HCG you just had to look at the assets (mortgages etc) determine what they were worth based on their performance (default ratios etc) subtract the debt etc.  They actually sold some mortgages in the middle of everything at fair value so it was obvious the value was there.  Of course you had assume the bank of canada and the government wouldn't let them fall etc, but I had confidence in the system and the housing market etc.  If they went bankrupt, there was plenty of net value left if they sold the mortgages.  Of course it could have come out worse, but at 5-6 bucks and a liquidation value of around $9-15 (my calc), it was basically worth the risk.  EQB was an easy buy as well.

---

Yes I agree that sum of the parts is a better thing to do here.  But would perhaps impossible without the financials of all the assets?  Some you can get by looking at historic acquisitions.  If there is somewhere easy to find this let me know.  Or you could just take the portfolio of assets, use the best case and worst valuation multiple and see what a reasonable range is.

Regardless of the debt to equity being out of wack, you have use EV because if someone wants to buy DHX or its assets, someone has to take over the debt (either the acquirer or the seller).  So if the equity goes to zero, you still have to either take on the ~1B in debt or pay it off.  Whether you value the assets individually and net out debt after or before, it doesn't really affect the math at the end of the day.  So I think we are actually saying the same thing.

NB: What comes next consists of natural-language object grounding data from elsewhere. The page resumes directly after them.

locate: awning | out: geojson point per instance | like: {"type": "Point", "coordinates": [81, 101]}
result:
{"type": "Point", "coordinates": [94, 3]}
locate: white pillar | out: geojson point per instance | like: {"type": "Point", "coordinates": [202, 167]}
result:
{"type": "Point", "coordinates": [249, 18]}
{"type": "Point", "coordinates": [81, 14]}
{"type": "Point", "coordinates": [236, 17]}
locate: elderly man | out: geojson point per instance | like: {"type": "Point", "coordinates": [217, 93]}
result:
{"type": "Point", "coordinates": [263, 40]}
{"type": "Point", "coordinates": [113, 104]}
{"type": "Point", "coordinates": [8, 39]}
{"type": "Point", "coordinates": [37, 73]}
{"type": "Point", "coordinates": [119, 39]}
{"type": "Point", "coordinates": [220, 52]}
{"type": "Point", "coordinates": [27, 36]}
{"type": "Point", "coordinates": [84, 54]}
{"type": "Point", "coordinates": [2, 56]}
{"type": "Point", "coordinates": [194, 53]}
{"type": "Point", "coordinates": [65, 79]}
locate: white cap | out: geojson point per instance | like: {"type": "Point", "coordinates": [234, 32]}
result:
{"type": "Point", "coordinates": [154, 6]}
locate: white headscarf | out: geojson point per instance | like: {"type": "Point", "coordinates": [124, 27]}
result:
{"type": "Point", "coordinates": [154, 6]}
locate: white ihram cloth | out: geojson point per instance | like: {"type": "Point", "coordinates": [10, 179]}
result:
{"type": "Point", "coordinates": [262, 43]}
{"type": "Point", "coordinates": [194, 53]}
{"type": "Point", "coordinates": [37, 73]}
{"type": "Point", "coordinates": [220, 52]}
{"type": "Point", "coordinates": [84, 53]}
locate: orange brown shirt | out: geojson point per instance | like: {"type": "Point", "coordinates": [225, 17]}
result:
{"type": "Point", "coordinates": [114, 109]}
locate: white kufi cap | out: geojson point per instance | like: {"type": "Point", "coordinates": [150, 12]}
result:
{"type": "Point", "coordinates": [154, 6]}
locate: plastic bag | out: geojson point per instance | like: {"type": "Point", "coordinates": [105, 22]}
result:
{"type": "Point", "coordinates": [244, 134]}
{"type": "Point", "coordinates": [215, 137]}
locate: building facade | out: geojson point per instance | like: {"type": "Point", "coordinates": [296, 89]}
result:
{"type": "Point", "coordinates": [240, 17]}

Sales is a crappy valuation metric for most assets, but the industry uses sales as an M&A metric unless they are buying the whole business (sometimes).  If netflix or amazon or rogers etc want to buy only the content, they don't care about DHX's margins because they are going to incorporate that content into their distribution cost structure.  They are buying the revenue (and merchandise royalties with no tag along costs, etc), not DHX's distribution margin (in most cases).  That multiple may change if there is some high growth, which there appears to be organic growth at DHX in some assets.  I do admit that DHX has some distribution assets.  More complex models like DCF, forcasting etc, or whatever are really an internal tool to make sure the acquisition will make money, not as an acquition valuation metric.  DCF is a good tool for valuing bonds but not equity.  Here is where you can get industry valuation data (there are other sources, I just found this one first):

https://d3fbjrz68b519c.cloudfront.net/wp-content/uploads/2018/03/13172944/MediaFY2017.pdf

But lets say we use a high portfolio multipe for all the content, 3x sales.  Then perhaps the forward sales are what, $120M x 4 quarters?  480M?  Then 3x is $1440M in EV.  Minus ~1B in net debt, we have the equity around $440M.  If you use a 2x multiple then, you're in trouble, because the net debt wipes the equity out.  Now we do know that the debentures are trading at 75 cents on the dollar (what are the bonds at?).  An interesting note is the debentures carry a 8 dollar warrent or something (which is worthless at this point).  But maybe someone could net buy the debt at 90 cents on the dollar and then the EV gets interesting. 

So I would say that yes DHX has some good assets, but they more than likely paid too much for them with debt or they need more time for the organic revenue growth and cost containment to realize value here.  By this one being "hard" I mean that this high debt level makes valuing the equity finicky while having a margin of safety.  But I think if you could buy the whole business at $2 and the debt at 75 cents on the dollar, now we are talking!  This is a good case study on how not to do growth by M&A compared to a MTY, BAM, or Constallation software.